The TV commercials? For us, it's this BUD?"
 

Catherine M. LeGault



 

SPECTATOR

Why do I like to watch?
Mostly it's the way he breaks away
from them and runs to the field's edge.
Not like a deer pursued-
more wild mustang, or alpha wolf
in a game, violent and playful.
Teaching and learning effortlessly joined.

I like the optimism of the position - Forward.
Where defense is only a fleeting condition,
gathering to turn and move forward again
towards a well-defined goal that, though fixed
in time and space, can never be quite the same.

A stream of moments rushing past me,
clouded only to me
because of my distance in space,
which I can cross,
and time,
which I cannot.

Ken Ronkowitz



LET THE GAME BEGIN

the chariots sit in neat rows
upon paved stone.
interstate traffic, with single
destination,
didn't all roads lead to rome?.
the fatted calf turns unwillingly
over open flame,
bellies bloated with malted brew,
for these patrons of the game.
the coliseum stands ready
in a manner quite surreal,
below the cheering crowd
the mighty titans take the field.
gods each, in their own right
with  single thought in mind.
as mere mortals we can only  shout
send in the lions.
above the blood and anger
is hope that sanity will reign
that what we've come to worship
is just a football game

ray cutshaw


SPORT

There's always a ball
and somewhere to put it:
an alley, a glove, a goal.
Defeat prowling like a
mongrel dog

unready for love.
When I was 20
I made a plan.
I wanted everything,
of course,

but mostly this: a man
who wouldn't need
the weekend fix
of sport.
The paranoid fantasy

of this:
2 Yankee pillows
on the couch,
the baseball hat
collection.

Or stadium dates.
The stink of beer
and brine, the organ
punctuating every glad
occasion for the fans.

I wanted love to be
the sport, or something
like it,
something won,
at least.
 

Mary DeBow
 


REMOTE CONTROL

So I was flipping channels the other day
and there was this tennis player making
an incredible save and he had that scruffy
little goatee I really like on a guy and I
hesitated for a second and I remembered:

I used to watch tennis with my dad, who was
a tennis coach and a track coach when I was
in  high school so I never played tennis or
ran track, and I know he loved me but he
never really said it very much except maybe

when I was really little so I don't remember
and he has never said anything at all about my
poetry, but I know he reads it because I ask
my mom, I say, "did he even read them?" and
she says yes, and that's all there is to that.

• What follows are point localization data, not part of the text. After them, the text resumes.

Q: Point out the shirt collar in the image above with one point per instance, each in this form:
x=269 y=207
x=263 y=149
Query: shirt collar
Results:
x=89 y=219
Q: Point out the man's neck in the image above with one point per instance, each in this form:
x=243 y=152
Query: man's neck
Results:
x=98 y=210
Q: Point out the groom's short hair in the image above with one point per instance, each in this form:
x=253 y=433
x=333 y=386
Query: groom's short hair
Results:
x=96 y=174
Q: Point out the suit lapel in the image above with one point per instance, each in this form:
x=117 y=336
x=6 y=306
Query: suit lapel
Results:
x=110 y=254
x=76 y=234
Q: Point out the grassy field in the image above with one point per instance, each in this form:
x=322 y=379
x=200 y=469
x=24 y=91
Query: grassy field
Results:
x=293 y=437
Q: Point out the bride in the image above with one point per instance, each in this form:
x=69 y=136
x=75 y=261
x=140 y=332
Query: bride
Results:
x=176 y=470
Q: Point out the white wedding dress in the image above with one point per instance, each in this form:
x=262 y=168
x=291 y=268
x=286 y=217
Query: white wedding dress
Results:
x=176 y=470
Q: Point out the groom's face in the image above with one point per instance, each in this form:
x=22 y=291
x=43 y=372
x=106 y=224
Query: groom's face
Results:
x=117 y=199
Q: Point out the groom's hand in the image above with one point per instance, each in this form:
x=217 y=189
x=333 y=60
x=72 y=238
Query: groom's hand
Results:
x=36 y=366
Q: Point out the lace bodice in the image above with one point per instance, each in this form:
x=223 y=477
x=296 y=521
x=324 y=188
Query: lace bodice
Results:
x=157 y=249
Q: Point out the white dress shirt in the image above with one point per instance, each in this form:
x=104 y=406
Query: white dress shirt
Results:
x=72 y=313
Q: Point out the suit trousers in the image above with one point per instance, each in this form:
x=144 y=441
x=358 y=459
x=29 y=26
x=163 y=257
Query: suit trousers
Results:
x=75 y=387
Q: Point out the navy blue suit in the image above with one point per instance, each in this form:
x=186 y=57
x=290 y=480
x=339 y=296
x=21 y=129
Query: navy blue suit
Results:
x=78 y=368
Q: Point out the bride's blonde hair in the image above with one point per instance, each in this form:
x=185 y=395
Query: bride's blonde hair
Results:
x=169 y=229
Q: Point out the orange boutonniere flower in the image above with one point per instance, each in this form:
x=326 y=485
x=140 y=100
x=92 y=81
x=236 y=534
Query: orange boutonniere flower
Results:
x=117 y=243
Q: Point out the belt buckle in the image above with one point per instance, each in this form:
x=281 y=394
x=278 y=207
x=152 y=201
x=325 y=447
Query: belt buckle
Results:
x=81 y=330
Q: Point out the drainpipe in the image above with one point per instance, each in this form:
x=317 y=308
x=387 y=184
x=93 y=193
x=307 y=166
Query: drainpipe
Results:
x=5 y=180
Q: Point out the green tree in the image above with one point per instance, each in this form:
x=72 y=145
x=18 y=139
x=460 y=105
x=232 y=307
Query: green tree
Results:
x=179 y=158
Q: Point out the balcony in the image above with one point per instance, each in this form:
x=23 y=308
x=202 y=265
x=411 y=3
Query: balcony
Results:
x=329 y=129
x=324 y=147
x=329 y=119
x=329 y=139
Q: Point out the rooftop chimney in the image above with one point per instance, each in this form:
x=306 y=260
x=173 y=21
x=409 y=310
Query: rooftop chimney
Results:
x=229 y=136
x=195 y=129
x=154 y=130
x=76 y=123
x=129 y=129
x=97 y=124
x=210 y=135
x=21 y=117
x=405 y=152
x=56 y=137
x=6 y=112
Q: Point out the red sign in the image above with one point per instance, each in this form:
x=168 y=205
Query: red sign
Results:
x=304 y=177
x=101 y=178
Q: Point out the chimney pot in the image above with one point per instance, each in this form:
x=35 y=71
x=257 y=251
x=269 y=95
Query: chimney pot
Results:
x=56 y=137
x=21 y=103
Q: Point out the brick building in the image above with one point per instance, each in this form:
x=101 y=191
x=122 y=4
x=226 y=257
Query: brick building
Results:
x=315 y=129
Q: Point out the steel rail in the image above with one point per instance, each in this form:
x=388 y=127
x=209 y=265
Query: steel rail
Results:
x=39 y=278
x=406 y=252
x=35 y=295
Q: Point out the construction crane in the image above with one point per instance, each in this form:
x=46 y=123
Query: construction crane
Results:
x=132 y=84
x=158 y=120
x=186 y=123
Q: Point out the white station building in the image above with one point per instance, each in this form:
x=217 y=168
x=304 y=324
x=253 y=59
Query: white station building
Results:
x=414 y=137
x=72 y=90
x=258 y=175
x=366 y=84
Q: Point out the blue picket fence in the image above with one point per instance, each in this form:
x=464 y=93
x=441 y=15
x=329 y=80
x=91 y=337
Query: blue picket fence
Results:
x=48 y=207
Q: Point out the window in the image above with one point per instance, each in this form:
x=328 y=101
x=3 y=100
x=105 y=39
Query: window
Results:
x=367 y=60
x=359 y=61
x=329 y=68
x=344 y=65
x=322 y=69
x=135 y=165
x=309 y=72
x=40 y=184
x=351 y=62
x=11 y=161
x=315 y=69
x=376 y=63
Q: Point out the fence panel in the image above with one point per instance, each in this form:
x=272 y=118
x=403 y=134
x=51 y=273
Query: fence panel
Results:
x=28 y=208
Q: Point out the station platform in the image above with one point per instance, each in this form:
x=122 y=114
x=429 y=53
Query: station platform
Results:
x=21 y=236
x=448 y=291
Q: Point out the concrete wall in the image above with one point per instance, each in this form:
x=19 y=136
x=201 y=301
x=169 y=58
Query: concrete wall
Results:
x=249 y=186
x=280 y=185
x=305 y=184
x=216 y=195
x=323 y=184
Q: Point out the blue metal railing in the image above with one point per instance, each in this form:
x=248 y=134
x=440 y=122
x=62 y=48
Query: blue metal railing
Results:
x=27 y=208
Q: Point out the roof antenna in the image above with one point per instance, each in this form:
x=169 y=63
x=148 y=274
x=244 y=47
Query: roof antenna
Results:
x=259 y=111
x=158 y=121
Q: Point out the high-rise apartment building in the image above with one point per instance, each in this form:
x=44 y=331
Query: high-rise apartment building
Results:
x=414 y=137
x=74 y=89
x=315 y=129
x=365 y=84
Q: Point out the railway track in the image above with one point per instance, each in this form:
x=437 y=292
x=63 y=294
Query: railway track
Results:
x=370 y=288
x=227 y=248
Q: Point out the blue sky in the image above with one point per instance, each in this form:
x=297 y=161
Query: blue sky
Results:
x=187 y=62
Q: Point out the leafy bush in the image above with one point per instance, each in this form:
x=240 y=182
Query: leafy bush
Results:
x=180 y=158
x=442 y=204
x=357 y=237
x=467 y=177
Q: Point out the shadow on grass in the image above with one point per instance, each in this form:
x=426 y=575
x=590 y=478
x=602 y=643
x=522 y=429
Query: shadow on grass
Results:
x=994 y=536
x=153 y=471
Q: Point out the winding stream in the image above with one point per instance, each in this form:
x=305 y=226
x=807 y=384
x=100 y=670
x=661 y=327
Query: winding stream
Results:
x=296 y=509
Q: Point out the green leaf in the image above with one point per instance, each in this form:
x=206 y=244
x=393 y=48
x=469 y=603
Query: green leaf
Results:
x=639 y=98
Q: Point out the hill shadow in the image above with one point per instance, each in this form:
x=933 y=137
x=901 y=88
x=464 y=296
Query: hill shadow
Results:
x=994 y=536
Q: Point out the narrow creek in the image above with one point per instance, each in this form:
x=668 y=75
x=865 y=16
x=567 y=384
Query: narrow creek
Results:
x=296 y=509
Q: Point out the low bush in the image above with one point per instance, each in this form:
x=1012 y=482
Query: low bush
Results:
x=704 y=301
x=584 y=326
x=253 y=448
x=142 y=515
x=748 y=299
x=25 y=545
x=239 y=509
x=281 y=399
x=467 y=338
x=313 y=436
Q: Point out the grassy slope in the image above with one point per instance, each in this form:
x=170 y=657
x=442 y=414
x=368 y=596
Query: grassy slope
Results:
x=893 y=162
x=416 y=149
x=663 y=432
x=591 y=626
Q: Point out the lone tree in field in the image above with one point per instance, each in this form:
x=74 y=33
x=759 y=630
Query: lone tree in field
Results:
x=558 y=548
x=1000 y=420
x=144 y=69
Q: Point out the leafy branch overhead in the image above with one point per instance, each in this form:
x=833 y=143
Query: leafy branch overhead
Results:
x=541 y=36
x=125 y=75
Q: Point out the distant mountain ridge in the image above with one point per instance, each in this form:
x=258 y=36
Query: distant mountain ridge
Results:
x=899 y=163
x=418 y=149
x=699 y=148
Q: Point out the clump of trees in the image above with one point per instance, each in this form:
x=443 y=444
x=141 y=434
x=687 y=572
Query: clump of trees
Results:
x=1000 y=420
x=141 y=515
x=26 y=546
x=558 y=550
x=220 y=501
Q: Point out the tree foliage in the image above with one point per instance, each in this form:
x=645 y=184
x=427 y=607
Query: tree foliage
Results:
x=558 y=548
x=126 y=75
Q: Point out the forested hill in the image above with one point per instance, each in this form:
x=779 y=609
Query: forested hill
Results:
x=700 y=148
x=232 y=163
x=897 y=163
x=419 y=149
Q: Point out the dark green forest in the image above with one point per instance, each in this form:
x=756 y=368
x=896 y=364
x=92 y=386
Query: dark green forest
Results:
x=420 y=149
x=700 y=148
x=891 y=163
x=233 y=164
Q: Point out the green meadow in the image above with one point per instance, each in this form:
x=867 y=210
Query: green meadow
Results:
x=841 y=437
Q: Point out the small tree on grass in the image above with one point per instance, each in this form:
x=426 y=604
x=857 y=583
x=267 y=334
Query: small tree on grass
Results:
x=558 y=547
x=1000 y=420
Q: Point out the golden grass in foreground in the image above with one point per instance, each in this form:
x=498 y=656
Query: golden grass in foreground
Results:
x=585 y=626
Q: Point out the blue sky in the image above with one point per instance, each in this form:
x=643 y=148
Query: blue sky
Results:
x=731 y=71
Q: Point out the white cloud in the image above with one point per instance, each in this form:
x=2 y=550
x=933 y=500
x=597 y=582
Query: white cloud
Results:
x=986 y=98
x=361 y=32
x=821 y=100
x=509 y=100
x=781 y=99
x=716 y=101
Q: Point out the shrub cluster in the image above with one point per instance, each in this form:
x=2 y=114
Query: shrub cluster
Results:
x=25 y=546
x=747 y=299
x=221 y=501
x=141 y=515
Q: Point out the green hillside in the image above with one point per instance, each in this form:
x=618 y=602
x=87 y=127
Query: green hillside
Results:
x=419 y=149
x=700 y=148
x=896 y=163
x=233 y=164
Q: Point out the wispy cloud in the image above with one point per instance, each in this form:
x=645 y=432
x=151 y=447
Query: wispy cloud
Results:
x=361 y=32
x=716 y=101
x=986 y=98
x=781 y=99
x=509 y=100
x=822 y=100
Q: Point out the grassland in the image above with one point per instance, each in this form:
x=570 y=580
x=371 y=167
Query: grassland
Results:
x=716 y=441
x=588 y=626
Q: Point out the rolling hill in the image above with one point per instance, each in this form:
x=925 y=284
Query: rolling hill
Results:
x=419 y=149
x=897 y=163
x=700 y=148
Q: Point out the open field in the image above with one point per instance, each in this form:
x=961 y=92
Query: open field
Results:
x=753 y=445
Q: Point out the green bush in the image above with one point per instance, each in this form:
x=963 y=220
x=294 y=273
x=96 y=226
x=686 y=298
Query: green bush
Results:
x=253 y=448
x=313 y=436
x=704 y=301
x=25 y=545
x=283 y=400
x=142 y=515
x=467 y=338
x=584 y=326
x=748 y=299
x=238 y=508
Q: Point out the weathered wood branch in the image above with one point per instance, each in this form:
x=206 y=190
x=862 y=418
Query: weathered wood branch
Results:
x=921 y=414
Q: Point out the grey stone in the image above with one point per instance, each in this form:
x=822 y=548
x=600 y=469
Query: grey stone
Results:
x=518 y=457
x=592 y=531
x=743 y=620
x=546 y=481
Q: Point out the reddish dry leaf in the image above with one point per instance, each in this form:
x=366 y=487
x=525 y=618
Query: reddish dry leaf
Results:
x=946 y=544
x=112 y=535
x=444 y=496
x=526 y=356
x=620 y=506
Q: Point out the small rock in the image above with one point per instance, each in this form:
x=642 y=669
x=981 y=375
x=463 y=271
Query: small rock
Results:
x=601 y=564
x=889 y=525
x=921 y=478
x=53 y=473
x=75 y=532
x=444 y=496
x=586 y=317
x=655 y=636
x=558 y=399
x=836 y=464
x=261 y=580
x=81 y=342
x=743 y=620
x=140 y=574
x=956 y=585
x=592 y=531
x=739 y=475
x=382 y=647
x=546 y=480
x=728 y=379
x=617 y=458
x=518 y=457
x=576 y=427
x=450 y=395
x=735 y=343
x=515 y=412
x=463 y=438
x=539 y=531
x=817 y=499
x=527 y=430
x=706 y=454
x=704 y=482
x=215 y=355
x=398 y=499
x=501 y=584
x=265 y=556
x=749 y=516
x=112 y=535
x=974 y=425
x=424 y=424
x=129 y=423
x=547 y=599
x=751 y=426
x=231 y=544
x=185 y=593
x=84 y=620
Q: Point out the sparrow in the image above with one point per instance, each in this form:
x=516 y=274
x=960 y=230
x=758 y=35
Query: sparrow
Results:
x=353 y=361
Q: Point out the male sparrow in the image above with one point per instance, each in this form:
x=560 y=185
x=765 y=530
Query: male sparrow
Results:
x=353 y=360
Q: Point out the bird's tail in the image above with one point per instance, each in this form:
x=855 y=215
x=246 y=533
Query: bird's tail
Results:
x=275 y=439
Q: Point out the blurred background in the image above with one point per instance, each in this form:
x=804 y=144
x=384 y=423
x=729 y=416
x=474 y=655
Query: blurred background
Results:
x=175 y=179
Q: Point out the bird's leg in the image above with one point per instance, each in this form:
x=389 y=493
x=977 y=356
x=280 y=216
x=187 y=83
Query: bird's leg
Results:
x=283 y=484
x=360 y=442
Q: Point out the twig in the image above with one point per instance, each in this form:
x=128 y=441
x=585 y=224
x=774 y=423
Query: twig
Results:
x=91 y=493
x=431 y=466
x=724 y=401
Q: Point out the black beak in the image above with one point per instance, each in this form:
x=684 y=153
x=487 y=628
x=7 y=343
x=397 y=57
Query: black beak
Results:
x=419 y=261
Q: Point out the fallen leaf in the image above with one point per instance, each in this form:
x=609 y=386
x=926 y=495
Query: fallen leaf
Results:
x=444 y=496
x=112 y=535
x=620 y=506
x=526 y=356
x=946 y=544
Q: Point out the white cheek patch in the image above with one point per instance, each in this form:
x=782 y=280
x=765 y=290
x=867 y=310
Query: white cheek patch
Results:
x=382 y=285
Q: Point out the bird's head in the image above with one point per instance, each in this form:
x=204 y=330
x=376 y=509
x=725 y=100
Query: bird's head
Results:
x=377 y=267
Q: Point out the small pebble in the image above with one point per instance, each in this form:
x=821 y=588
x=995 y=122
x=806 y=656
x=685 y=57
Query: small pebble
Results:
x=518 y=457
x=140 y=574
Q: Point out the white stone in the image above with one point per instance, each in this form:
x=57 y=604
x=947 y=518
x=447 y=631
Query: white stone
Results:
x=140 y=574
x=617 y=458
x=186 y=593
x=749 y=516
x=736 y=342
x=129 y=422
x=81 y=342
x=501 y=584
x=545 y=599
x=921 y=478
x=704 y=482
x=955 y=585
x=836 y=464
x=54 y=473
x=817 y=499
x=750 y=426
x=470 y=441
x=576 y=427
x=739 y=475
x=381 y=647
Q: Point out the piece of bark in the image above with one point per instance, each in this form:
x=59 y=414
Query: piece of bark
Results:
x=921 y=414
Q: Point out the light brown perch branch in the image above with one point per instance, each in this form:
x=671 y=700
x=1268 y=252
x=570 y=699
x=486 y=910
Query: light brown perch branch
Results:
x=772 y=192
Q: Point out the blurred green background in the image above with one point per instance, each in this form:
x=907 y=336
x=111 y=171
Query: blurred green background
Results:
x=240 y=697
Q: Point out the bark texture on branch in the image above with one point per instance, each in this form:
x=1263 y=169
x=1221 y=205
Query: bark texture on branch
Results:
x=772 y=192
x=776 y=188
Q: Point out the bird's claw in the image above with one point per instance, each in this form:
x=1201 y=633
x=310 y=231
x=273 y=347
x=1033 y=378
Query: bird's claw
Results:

But then last year Dad sent me a check with an
order form in it to buy him a copy of the Paterson
Literary Review which had one of my poems--
at least I assume he wanted me to buy him one,
because there was just the order form, and no note.

Anyway we'd watch tennis sometimes back then,
Dad and I, and he was looking for tips for his
coaching, I'm sure, though he never said, we
didn't talk, we just watched, and I wonder if he
had any idea why I was really watching.
 

Bjorn Borg.  The cool, clear beauty of his
blonde hair and beard, the graceful way he fell for
the ball but never even landed hard.  The sheer face
of glacial Swedish muscle I knew I'd never have
the slightest chance to scale.

And I wondered what was under that ice.
And I wanted whatever it was.  And I hoped
that my father had no idea how I sat in our
cold living room and  burned, I was sure,
hot enough to melt right through the screen.